Defusing COBOL Bombs with Smart Automation - mbellotti
https://medium.com/@bellmar/defusing-cobol-bombs-with-smart-automation-9b24f81b5da4
======
Zenst
I started out in the early 80's as a COBOL programmer, learned COBOL at
college and JSP (Jackson Structured Programming) which entailed never using
GOTO and how to code as such, even how to handle exceptions.

But no, real world my first program was ripped to bits, rewrote and I was
shown the error of my ways and why I should use GOTO as it was how everything
else was written and others will need to maintain and modify the program
throughout it's life. Hence was the company standard. Even had a system
engineer point out how much more efficient GOTO was for error handling and
efficiency ruled the waves.

So the spaghetti code today may seem silly, but there will be so many
historical reasons for the way it is.
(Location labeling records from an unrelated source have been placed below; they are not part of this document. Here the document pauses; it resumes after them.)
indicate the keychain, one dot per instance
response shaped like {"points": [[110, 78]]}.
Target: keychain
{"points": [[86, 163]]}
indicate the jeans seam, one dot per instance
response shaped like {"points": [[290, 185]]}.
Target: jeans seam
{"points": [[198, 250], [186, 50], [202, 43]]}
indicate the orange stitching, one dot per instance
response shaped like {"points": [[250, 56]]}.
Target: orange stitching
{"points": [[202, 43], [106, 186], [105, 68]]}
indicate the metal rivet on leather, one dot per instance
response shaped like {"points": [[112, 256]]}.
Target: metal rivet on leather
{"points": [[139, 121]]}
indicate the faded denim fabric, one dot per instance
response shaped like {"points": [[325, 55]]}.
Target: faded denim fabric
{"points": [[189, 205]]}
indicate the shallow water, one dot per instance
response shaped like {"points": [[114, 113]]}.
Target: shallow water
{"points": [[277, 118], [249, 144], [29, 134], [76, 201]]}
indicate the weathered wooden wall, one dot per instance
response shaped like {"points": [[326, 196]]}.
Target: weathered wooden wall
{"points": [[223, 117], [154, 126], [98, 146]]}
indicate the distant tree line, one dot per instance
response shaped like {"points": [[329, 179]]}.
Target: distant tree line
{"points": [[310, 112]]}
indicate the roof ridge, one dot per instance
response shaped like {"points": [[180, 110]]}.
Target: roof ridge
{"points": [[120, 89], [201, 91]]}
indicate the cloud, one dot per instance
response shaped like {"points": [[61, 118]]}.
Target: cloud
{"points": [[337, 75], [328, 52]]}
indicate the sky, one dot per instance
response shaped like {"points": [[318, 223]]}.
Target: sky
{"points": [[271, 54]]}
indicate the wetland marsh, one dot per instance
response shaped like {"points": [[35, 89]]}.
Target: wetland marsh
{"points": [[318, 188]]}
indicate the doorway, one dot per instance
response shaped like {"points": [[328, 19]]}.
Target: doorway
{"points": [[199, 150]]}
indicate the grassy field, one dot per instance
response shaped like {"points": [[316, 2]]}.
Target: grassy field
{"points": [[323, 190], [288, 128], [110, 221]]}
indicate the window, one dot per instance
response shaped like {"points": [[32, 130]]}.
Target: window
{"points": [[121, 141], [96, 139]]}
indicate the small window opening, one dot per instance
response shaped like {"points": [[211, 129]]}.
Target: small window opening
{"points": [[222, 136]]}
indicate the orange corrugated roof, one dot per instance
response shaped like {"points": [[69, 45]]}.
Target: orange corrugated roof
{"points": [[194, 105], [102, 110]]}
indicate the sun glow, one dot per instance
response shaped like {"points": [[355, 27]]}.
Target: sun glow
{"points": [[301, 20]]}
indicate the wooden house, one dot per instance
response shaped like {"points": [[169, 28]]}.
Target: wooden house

Alas companies are not keen to refactor
old code a bit at a time for something more readable. They all live the dream
that one day they will replace the whole system overnight and the angels will
sing their praise. But that rarely goes to plan due to legacy factors and how
intertwined so many aspects of the various systems are. This and it works, the
hardware is fault tolerant. Then the horror stories of failures of others
doing as such spread further than any success story.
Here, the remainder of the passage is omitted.